Search code examples
pythonneo4jpy2neoneomodel

"Random" SocketError/Connection Refused errors on py2neo queries


Hullo, hope this doesn't end up being too trivial.

The relevant parts of my stack are Gunicorn/Celery, neomodel (0.3.6), and py2neo (1.5). Neo4j version is 1.9.4, bound on 0.0.0.0:7474 (all of this is on linux, Ubuntu 13.04 I think)

So my gunicorn/celery servers are fine most of the time, except occasionally, I get the following error:

ConnectionRefusedError(111, 'Connection refused')

Stacktrace (most recent call last):
  File "flask/app.py", line 1817, in wsgi_app
    response = self.full_dispatch_request()
  File "flask/app.py", line 1477, in full_dispatch_request
    rv = self.handle_user_exception(e)
  File "flask/app.py", line 1381, in handle_user_exception
    reraise(exc_type, exc_value, tb)
  File "flask/_compat.py", line 33, in reraise
    raise value
  File "flask/app.py", line 1475, in full_dispatch_request
    rv = self.dispatch_request()
  File "flask/app.py", line 1461, in dispatch_request
    return self.view_functions[rule.endpoint](**req.view_args)
  File "Noomsa/web/core/util.py", line 156, in inner
    user = UserMixin().get_logged_in()
  File "Noomsa/web/core/util.py", line 117, in get_logged_in
    user = models.User.index.get(username=flask.session["user"])
  File "neomodel/index.py", line 50, in get
    nodes = self.search(query=query, **kwargs)
  File "neomodel/index.py", line 41, in search
    return [self.node_class.inflate(n) for n in self._execute(str(query))]
  File "neomodel/index.py", line 28, in _execute
    return self.__index__.query(query)
  File "py2neo/neo4j.py", line 2044, in query
    self.__uri__, quote(query, "")
  File "py2neo/rest.py", line 430, in _send
    raise SocketError(err)

So, as you can see, I do a call to User.index.get (The first call in the request response), and get a socket error. Sometimes. Most of the time, it connects fine. The error occurs amongst all Flask views/Celery tasks that use the neo4j connection (and not just doing User.index.get ;)).

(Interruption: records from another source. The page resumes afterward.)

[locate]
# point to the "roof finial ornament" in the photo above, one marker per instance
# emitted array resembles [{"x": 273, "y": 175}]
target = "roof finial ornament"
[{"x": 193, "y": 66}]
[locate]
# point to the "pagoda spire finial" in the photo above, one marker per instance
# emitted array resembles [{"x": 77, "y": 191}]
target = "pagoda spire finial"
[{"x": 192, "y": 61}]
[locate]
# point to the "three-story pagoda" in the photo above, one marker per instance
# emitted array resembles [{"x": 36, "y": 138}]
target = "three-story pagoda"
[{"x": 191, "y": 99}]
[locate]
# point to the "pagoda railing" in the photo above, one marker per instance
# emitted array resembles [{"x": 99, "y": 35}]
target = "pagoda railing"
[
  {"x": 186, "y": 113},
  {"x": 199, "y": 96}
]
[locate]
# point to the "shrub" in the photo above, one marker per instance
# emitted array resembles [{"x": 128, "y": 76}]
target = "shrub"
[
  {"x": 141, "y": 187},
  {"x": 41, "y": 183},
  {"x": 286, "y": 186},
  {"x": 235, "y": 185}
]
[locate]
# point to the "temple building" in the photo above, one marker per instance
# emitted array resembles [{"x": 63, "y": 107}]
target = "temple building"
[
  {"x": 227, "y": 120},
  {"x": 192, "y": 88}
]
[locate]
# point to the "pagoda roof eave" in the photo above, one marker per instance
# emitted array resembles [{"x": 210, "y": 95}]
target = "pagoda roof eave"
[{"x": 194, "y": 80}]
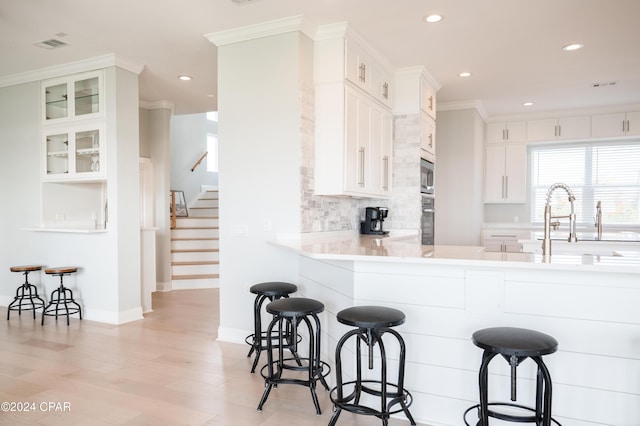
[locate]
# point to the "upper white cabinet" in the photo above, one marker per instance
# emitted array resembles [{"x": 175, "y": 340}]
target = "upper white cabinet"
[
  {"x": 617, "y": 124},
  {"x": 506, "y": 173},
  {"x": 559, "y": 128},
  {"x": 367, "y": 73},
  {"x": 71, "y": 98},
  {"x": 427, "y": 137},
  {"x": 513, "y": 131},
  {"x": 427, "y": 98},
  {"x": 353, "y": 154},
  {"x": 73, "y": 131},
  {"x": 74, "y": 153}
]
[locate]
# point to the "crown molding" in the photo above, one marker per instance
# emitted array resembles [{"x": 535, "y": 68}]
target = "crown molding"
[
  {"x": 84, "y": 65},
  {"x": 459, "y": 105},
  {"x": 157, "y": 105},
  {"x": 264, "y": 29}
]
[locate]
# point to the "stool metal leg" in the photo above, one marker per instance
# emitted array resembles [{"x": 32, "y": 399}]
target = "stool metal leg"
[{"x": 24, "y": 292}]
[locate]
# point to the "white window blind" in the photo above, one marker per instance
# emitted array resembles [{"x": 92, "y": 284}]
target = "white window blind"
[{"x": 599, "y": 171}]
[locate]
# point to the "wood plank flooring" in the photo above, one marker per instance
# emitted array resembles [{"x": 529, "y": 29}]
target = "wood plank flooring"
[{"x": 167, "y": 369}]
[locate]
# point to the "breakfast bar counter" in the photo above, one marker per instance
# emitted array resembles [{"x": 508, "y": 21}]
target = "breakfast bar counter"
[{"x": 588, "y": 303}]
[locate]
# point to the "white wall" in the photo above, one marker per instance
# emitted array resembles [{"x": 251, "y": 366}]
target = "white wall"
[
  {"x": 459, "y": 177},
  {"x": 259, "y": 83}
]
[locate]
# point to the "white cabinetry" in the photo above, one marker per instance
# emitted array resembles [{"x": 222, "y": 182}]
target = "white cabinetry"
[
  {"x": 559, "y": 128},
  {"x": 363, "y": 71},
  {"x": 505, "y": 173},
  {"x": 514, "y": 131},
  {"x": 353, "y": 154},
  {"x": 427, "y": 98},
  {"x": 74, "y": 153},
  {"x": 617, "y": 124},
  {"x": 427, "y": 137},
  {"x": 73, "y": 128}
]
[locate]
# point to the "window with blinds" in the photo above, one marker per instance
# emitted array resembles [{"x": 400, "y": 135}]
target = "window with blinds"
[{"x": 598, "y": 171}]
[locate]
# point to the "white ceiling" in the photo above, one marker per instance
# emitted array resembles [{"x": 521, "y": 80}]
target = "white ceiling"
[{"x": 512, "y": 47}]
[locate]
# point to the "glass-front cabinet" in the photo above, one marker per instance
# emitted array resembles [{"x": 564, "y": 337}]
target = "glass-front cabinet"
[
  {"x": 73, "y": 128},
  {"x": 74, "y": 153},
  {"x": 74, "y": 97}
]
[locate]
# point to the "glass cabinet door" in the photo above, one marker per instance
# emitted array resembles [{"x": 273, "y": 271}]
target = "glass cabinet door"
[
  {"x": 57, "y": 152},
  {"x": 56, "y": 105},
  {"x": 87, "y": 96},
  {"x": 87, "y": 151}
]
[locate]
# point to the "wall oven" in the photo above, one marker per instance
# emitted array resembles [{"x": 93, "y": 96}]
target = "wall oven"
[
  {"x": 428, "y": 219},
  {"x": 427, "y": 169}
]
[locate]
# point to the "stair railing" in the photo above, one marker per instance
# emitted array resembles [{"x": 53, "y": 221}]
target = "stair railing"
[
  {"x": 173, "y": 210},
  {"x": 199, "y": 160}
]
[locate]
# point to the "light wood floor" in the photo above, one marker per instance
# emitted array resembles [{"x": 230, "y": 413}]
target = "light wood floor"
[{"x": 167, "y": 369}]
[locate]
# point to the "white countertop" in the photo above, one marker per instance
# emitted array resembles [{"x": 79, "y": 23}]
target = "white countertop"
[{"x": 401, "y": 247}]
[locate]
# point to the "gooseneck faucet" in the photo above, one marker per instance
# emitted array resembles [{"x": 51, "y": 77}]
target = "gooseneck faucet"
[
  {"x": 598, "y": 223},
  {"x": 546, "y": 242}
]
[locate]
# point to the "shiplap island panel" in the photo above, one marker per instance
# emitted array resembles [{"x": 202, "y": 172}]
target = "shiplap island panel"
[{"x": 588, "y": 303}]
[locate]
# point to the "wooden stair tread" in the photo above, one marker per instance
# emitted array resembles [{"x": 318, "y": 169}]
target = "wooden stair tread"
[
  {"x": 194, "y": 277},
  {"x": 196, "y": 262},
  {"x": 195, "y": 250},
  {"x": 195, "y": 227},
  {"x": 196, "y": 239}
]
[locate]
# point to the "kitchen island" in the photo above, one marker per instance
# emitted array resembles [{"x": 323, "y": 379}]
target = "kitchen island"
[{"x": 588, "y": 303}]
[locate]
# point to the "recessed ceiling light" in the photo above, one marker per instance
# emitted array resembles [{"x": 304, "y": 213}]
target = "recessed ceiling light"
[
  {"x": 572, "y": 46},
  {"x": 432, "y": 19}
]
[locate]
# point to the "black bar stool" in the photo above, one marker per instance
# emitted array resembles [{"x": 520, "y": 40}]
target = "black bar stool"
[
  {"x": 61, "y": 296},
  {"x": 294, "y": 312},
  {"x": 265, "y": 291},
  {"x": 27, "y": 298},
  {"x": 372, "y": 323},
  {"x": 515, "y": 345}
]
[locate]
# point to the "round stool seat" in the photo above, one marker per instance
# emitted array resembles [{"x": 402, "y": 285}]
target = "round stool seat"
[
  {"x": 267, "y": 291},
  {"x": 27, "y": 298},
  {"x": 515, "y": 341},
  {"x": 272, "y": 289},
  {"x": 295, "y": 307},
  {"x": 61, "y": 270},
  {"x": 26, "y": 268},
  {"x": 371, "y": 317}
]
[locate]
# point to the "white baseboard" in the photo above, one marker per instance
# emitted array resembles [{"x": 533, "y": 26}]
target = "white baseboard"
[
  {"x": 111, "y": 317},
  {"x": 232, "y": 335}
]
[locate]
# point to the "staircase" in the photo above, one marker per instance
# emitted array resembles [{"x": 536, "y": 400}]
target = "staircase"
[{"x": 194, "y": 245}]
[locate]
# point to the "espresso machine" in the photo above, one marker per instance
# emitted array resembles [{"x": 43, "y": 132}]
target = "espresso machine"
[{"x": 373, "y": 219}]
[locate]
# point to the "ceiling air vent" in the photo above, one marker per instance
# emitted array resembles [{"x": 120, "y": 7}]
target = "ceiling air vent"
[
  {"x": 605, "y": 84},
  {"x": 51, "y": 44}
]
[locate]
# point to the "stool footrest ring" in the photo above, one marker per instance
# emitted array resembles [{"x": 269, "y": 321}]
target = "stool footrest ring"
[
  {"x": 505, "y": 416},
  {"x": 404, "y": 398}
]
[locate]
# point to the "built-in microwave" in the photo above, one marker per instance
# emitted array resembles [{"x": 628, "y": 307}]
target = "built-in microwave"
[{"x": 427, "y": 169}]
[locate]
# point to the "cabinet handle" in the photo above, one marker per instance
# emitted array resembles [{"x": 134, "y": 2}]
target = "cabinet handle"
[
  {"x": 363, "y": 72},
  {"x": 506, "y": 187},
  {"x": 385, "y": 186},
  {"x": 361, "y": 153}
]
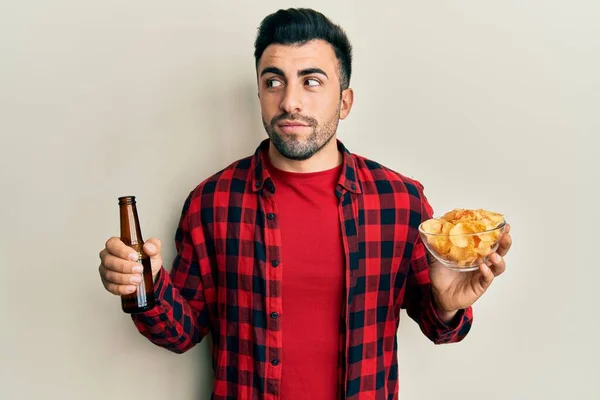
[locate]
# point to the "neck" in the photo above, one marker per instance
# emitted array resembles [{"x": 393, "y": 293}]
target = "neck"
[{"x": 327, "y": 158}]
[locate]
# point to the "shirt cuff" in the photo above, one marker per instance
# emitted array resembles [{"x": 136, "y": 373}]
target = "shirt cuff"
[
  {"x": 162, "y": 282},
  {"x": 441, "y": 325}
]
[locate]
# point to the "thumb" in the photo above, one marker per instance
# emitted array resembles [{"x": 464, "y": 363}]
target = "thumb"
[
  {"x": 152, "y": 249},
  {"x": 486, "y": 276}
]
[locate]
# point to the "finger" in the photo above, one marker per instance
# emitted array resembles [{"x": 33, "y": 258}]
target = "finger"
[
  {"x": 152, "y": 249},
  {"x": 119, "y": 278},
  {"x": 498, "y": 265},
  {"x": 119, "y": 290},
  {"x": 486, "y": 276},
  {"x": 117, "y": 248},
  {"x": 122, "y": 266}
]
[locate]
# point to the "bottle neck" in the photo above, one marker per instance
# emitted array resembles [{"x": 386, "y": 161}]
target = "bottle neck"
[{"x": 131, "y": 233}]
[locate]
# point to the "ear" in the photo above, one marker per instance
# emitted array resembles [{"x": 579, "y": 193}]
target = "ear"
[{"x": 347, "y": 101}]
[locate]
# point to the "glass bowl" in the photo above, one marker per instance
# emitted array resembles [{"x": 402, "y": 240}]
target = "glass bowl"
[{"x": 464, "y": 251}]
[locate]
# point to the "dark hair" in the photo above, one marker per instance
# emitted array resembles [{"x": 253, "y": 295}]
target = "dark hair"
[{"x": 299, "y": 26}]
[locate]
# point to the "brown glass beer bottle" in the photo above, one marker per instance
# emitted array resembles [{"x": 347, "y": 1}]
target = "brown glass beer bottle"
[{"x": 142, "y": 299}]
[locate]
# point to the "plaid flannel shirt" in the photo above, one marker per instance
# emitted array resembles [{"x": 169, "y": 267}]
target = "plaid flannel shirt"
[{"x": 227, "y": 278}]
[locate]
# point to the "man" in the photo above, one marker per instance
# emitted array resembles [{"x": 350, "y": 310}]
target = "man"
[{"x": 298, "y": 259}]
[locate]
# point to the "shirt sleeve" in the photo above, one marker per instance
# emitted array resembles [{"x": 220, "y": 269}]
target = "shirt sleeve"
[
  {"x": 180, "y": 318},
  {"x": 418, "y": 298}
]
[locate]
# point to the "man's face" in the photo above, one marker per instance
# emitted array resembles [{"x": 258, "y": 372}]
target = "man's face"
[{"x": 299, "y": 92}]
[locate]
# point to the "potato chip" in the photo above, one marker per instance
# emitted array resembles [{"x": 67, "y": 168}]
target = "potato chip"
[
  {"x": 466, "y": 254},
  {"x": 441, "y": 244},
  {"x": 459, "y": 235},
  {"x": 464, "y": 237},
  {"x": 433, "y": 226}
]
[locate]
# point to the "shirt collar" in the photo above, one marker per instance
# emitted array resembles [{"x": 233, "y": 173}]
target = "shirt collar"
[{"x": 262, "y": 179}]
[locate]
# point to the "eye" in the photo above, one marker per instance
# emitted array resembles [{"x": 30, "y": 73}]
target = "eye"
[
  {"x": 273, "y": 83},
  {"x": 313, "y": 82}
]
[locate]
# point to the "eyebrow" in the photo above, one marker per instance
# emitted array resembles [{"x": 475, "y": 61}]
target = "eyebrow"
[{"x": 302, "y": 72}]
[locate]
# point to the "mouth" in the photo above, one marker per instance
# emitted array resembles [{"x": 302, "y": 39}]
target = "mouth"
[
  {"x": 286, "y": 124},
  {"x": 292, "y": 127}
]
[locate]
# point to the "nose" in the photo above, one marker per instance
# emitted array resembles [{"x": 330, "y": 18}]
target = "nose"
[{"x": 292, "y": 100}]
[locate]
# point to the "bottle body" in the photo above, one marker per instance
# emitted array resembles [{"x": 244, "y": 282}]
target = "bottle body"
[{"x": 142, "y": 299}]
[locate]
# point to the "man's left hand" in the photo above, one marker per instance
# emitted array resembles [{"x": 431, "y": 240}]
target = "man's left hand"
[{"x": 454, "y": 290}]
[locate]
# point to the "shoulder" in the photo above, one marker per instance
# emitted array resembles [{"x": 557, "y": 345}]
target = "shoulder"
[
  {"x": 236, "y": 177},
  {"x": 379, "y": 179}
]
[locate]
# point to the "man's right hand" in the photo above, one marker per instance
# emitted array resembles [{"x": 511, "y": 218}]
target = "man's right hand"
[{"x": 119, "y": 269}]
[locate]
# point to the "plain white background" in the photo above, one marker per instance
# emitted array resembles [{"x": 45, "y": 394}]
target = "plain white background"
[{"x": 489, "y": 104}]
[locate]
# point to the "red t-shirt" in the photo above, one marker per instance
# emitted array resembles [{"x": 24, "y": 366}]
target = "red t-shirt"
[{"x": 313, "y": 282}]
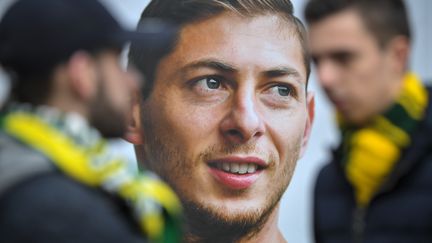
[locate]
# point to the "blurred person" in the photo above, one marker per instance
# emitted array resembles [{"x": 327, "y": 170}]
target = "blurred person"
[
  {"x": 58, "y": 181},
  {"x": 377, "y": 187},
  {"x": 226, "y": 114}
]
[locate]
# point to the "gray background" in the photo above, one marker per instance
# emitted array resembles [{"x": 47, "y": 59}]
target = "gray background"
[{"x": 295, "y": 212}]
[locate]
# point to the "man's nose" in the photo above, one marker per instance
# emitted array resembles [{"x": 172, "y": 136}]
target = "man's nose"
[
  {"x": 133, "y": 79},
  {"x": 243, "y": 121}
]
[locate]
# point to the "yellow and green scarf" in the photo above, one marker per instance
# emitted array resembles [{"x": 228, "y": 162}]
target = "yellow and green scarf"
[
  {"x": 370, "y": 153},
  {"x": 79, "y": 151}
]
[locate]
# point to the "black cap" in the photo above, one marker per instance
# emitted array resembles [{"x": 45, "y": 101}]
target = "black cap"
[{"x": 37, "y": 34}]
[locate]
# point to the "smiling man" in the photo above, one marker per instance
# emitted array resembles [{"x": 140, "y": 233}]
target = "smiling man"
[{"x": 226, "y": 114}]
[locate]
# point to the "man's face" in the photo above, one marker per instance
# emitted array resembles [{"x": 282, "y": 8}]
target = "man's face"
[
  {"x": 355, "y": 72},
  {"x": 229, "y": 115},
  {"x": 110, "y": 107}
]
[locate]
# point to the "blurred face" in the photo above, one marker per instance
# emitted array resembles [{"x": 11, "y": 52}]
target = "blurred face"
[
  {"x": 357, "y": 75},
  {"x": 228, "y": 117},
  {"x": 110, "y": 107}
]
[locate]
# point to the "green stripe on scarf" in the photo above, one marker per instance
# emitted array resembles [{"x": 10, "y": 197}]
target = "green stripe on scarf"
[{"x": 370, "y": 153}]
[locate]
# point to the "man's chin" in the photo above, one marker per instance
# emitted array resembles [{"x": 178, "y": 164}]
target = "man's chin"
[{"x": 229, "y": 223}]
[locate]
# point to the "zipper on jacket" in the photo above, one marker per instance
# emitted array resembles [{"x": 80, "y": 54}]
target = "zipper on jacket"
[{"x": 358, "y": 224}]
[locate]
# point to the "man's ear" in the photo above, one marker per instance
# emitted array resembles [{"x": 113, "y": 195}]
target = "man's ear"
[
  {"x": 399, "y": 49},
  {"x": 82, "y": 73},
  {"x": 310, "y": 99},
  {"x": 134, "y": 130}
]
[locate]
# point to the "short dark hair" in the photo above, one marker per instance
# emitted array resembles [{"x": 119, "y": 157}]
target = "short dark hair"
[
  {"x": 183, "y": 12},
  {"x": 35, "y": 86},
  {"x": 385, "y": 19}
]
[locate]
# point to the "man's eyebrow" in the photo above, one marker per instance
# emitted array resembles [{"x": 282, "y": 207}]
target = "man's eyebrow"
[
  {"x": 282, "y": 71},
  {"x": 212, "y": 64}
]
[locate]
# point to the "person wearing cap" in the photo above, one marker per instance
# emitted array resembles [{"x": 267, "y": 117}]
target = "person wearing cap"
[
  {"x": 58, "y": 180},
  {"x": 377, "y": 185},
  {"x": 226, "y": 113}
]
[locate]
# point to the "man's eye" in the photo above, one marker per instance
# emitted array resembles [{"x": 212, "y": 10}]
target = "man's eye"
[
  {"x": 212, "y": 83},
  {"x": 209, "y": 83},
  {"x": 282, "y": 90}
]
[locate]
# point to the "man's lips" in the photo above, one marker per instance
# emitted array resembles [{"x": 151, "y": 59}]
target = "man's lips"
[{"x": 237, "y": 172}]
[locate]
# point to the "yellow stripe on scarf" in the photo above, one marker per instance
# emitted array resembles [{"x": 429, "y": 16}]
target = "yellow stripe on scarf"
[{"x": 373, "y": 151}]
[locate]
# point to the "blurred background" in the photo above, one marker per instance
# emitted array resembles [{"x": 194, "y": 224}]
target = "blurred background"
[{"x": 295, "y": 216}]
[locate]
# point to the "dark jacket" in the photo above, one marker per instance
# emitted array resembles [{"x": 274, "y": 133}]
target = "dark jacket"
[
  {"x": 401, "y": 212},
  {"x": 40, "y": 204}
]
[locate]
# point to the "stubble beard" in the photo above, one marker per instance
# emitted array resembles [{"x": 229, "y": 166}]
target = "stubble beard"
[{"x": 205, "y": 223}]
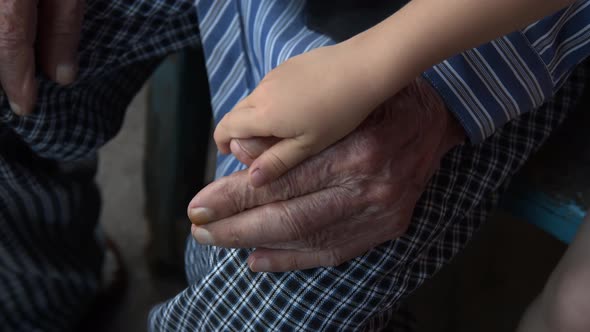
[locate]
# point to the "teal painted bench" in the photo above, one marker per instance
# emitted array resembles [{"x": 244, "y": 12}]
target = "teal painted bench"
[{"x": 179, "y": 123}]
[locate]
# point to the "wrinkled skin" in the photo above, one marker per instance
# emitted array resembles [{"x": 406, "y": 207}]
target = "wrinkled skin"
[
  {"x": 55, "y": 27},
  {"x": 341, "y": 203}
]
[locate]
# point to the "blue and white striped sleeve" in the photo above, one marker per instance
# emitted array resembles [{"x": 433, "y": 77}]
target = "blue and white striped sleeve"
[{"x": 490, "y": 85}]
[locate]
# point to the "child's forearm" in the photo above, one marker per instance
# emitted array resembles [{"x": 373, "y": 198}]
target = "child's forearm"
[{"x": 425, "y": 32}]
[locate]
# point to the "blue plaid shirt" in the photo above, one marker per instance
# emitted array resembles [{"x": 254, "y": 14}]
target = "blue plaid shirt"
[{"x": 485, "y": 88}]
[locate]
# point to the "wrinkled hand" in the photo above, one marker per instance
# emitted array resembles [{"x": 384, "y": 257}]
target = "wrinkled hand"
[
  {"x": 339, "y": 204},
  {"x": 310, "y": 101},
  {"x": 54, "y": 27}
]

So far, the steps I've taken have involved moneky patching the neomodel connection function to check that the GraphDatabaseService object is created per thread, and to automatically reconnect (and authenticate) to the neo4j server every 30 or so seconds. This may have reduced the frequency of the errors, but they still occur.

Looking for the error online, it seems to be mostly people trying to connect to the wrong interface/ip/port. However, given that the majority of my requests go through, I don't feel like that is the case here.

Any ideas? I don't think it's related, but my database seems to have 38k orphaned nodes; that's probably worthy of another question in its own right.

EDIT: I should add, this seems to disappear when running gunicorn/celery with workers=1, instead of workers=$CPU_N. Can't see why it should matter, as apparently neo4j is set up to handle $N_CPU*10 connections by default.


Solution

  • This looks like a networking or web stack configuration problem so I don't think I can help from a py2neo perspective. I'd recommend upgrading to py2neo 1.6 though as the client HTTP code has been completely rewritten and it might handle a reconnection more gracefully.